You spoke briefly to Ms. Conboy and me of DEC’s somewhat contradictory dual
mandates of having to simultaneously preserve the sanctity of the environment
and enable mines to expand their operations. It would strike me that, at the
very least, mines might be developed in regions that have the least possible
deleterious effects on any community. You are familiar with Schoharie County. In
its vast expanse, it has perhaps ten villages or towns of any size. To situate a
quarry in the midst of any of these, let alone the third most densely populated
area (indeed the county seat and northeastern-most gateway) of that largely
unpopulated county, may make monetary and logistical sense to the quarry, but it
is devoid of fiscal, ethical, logical or aesthetic considerations when it comes
to the community. Spend several days as our guest, then tell me what you think
of CSP’s current “mitigation operations.” Again, we are not unreasonable people.
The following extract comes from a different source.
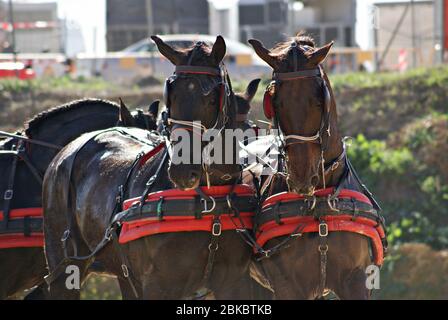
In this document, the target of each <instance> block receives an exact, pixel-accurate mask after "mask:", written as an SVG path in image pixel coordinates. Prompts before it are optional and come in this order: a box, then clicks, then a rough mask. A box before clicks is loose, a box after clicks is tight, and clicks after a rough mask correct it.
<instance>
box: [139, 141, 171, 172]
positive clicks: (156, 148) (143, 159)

If the two quarries that now sandwich us merely compromised our village’s
complexion, we would tolerate them. Truly, they already dominate it.
I have talked with the owner of CSP on several occasions. With no hint of
humor, he speaks of seeing no difference, upon entering the village of
Schoharie, between Terrace Mountain’s natural escarpment to the right and his
operation’s extraction of mountainside to the left. He refers to the expansion
of his quarry as his “natural right.” He will not discuss the unreasonableness
of his determination to mine ever-deeper into our immediate landscape. He makes
conspicuous assorted civic donations while his already expanding quarry carves
up the land that drew most of us to choose Schoharie as a place to live.
In listening to your talk at SUNY Cobleskill, I detected a person sincerely
committed to the principles SOS is fighting for in the Town of Schoharie. My
purpose in writing is to invite you to use Schoharie as a partner and an object
case of a locality that wishes to work in cooperation with DEC’s priority of
preserving land as a resource; our farmland, parklands (Historic Lasell Park and
its Becker’s Cave would be affected by the proposed expansion) and scenic
vistas. As you would see in a visit, Schoharie has already sacrificed deeply to
accommodate mining. We don’t wish to surrender any further the remaining beauty
that we cherish or to see our precious village converted to an even larger
industrial zone.
In her speech prior to introducing you, Acting SUNY Cobleskill President Anne
Meyers, sounding the trumpet for sustainability, concluded: "We must leave
enough to enable our children to enjoy what we have enjoyed in our lifetimes."
The citizenry of Schoharie couldn't agree more.
Thank you for your time and interest.